Oruç mevsimi yavaşlama ve sükûnet mevsimi. Ruhen ve bedenen… Hız virüsüne karşı insana bahşedilen muazzam bir antikor bu kutsal dönem.
Çağın insanına “ayağını gaz pedalından çek” diye sesleniyor Ramazan. Meseleye bu perspektifle bakınca, günün uzunluğu, sıcağı, soğuğu, işin zorluğu bir anda anlamsızlaşmıyor şüphesiz, tersine avantaja dönüşüyor rahmet kapısına sinelerini yaslayanlar için.

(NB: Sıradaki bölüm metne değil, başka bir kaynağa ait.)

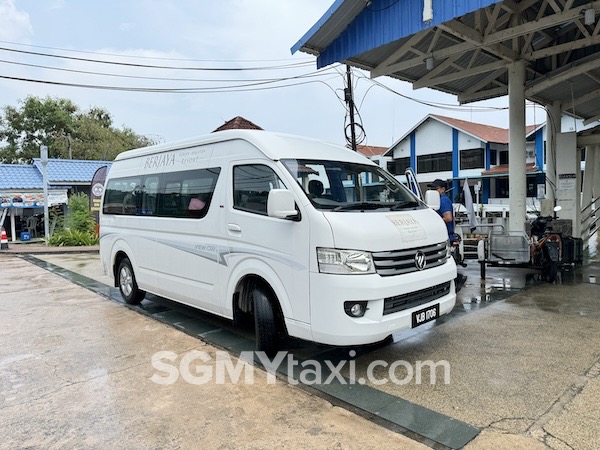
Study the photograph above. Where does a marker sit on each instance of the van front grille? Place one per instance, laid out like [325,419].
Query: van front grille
[397,262]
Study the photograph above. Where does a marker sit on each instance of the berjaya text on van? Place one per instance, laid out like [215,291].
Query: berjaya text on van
[296,236]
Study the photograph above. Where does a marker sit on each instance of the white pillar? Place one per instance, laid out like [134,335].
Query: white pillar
[13,225]
[568,177]
[517,152]
[588,184]
[553,127]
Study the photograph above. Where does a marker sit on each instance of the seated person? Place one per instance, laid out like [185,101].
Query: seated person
[198,205]
[315,188]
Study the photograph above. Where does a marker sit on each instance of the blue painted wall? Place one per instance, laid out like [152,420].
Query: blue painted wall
[539,149]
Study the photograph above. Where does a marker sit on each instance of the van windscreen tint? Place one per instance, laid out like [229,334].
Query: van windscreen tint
[348,186]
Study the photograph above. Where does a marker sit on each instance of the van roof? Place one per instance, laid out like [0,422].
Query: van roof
[273,145]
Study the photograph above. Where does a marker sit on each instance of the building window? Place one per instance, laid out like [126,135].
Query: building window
[439,162]
[471,159]
[398,166]
[503,189]
[503,157]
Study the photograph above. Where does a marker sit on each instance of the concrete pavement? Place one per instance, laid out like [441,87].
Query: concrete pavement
[524,370]
[76,372]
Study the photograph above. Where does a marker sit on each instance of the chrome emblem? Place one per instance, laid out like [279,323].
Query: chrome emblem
[420,260]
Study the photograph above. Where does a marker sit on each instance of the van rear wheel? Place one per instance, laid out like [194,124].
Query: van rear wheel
[130,292]
[266,323]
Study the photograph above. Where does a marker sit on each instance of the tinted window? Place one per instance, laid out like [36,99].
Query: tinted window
[471,159]
[251,186]
[176,194]
[439,162]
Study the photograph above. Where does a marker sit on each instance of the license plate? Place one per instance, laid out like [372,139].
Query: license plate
[426,315]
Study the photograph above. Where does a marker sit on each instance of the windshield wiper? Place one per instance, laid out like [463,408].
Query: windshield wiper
[405,204]
[359,206]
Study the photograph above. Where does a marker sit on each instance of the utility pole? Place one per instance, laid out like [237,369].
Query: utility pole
[350,102]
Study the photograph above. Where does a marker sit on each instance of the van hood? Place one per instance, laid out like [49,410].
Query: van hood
[384,231]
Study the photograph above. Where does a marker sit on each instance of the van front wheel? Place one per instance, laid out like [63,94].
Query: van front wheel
[265,323]
[130,292]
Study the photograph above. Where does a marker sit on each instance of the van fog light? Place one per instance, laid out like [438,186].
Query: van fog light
[355,309]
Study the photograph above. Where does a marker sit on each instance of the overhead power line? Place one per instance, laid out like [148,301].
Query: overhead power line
[163,58]
[153,66]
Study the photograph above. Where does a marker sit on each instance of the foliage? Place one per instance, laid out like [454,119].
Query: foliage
[65,238]
[79,227]
[80,218]
[64,129]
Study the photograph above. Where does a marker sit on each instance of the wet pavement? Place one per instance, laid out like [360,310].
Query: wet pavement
[522,358]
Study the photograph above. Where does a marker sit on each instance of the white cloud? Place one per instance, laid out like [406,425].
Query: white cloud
[58,4]
[14,24]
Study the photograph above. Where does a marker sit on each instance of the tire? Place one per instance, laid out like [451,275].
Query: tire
[130,292]
[266,323]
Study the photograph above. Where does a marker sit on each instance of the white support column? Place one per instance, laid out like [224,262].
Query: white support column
[568,177]
[517,152]
[553,127]
[588,185]
[13,225]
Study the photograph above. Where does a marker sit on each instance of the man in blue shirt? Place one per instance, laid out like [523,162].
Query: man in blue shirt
[446,212]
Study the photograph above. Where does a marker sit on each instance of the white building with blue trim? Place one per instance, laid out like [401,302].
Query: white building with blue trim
[454,150]
[22,190]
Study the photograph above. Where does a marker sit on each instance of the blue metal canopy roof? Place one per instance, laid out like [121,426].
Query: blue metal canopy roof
[366,25]
[71,171]
[20,176]
[61,172]
[466,47]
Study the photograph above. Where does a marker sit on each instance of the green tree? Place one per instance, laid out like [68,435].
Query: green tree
[64,129]
[79,227]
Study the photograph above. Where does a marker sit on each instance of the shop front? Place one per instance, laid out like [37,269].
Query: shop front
[22,212]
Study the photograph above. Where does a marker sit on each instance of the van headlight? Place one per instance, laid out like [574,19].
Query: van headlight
[345,262]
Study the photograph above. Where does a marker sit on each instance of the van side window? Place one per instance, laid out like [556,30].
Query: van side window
[251,186]
[122,196]
[176,194]
[187,194]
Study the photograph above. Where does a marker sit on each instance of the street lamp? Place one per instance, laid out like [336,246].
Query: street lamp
[44,162]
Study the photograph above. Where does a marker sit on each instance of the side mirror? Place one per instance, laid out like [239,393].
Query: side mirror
[432,199]
[281,204]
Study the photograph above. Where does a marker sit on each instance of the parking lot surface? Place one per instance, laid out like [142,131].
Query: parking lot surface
[521,356]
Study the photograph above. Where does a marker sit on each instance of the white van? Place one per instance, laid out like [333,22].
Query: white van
[300,237]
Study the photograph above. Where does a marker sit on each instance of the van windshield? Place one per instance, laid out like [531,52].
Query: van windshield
[347,186]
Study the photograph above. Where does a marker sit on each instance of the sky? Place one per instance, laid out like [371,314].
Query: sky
[172,70]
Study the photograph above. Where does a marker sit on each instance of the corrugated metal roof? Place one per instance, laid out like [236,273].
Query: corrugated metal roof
[61,172]
[71,171]
[20,176]
[470,46]
[353,27]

Dünya hayatı hakiki manada yerli yerine oturuyor. İnsan, aklı ve zaaflarıyla inşa ettiği sentetik benliğinden asli olana yönelmek için önemli bir fırsatı daha yakalamanın neşe ve mutluluğunu idrak ediyor. Sadece ruhta açılan yaraları, zamanın manevi defolarını birer birer açıp tedavi etmekle kalmıyor, derman-ı hakiki için bir vesile de kılıyor.
Daha önce bir vesile ile tekrar paylaşmıştım. Hazreti Mevlânâ buyuruyor: “Yavaşlık, Allah ışığıdır; çabukluk ise Şeytan’ın dürtmesinden meydana gelir… Ay, geceye, yavaş olma konusunda ders verir; sıkıntının yavaş yavaş aşılacağını işaret eder ve şöyle der: ‘Ey ham, aceleci kişi! Dama dayanan merdivenden basamak basamak çıkılır. Ey tencere yavaş yavaş, ustaca kayna! Delice kaynayan yemek, lezzetli olmaz’.”
Bu yönüyle bir fırsattan daha ziyade ihtiyaç, külli ve mutlak olanın sonsuz rahmetinden bir hediye de aynı zamanda. Ve en önemlisi, sahip olduklarımızın şuuruna varabilme fırsatı… Bahşedileni, hoyratça kullanılanı tekrar fark edip nimetlerin kıymetiyle tekrar tekrar hayretler içinde kalma sezonu.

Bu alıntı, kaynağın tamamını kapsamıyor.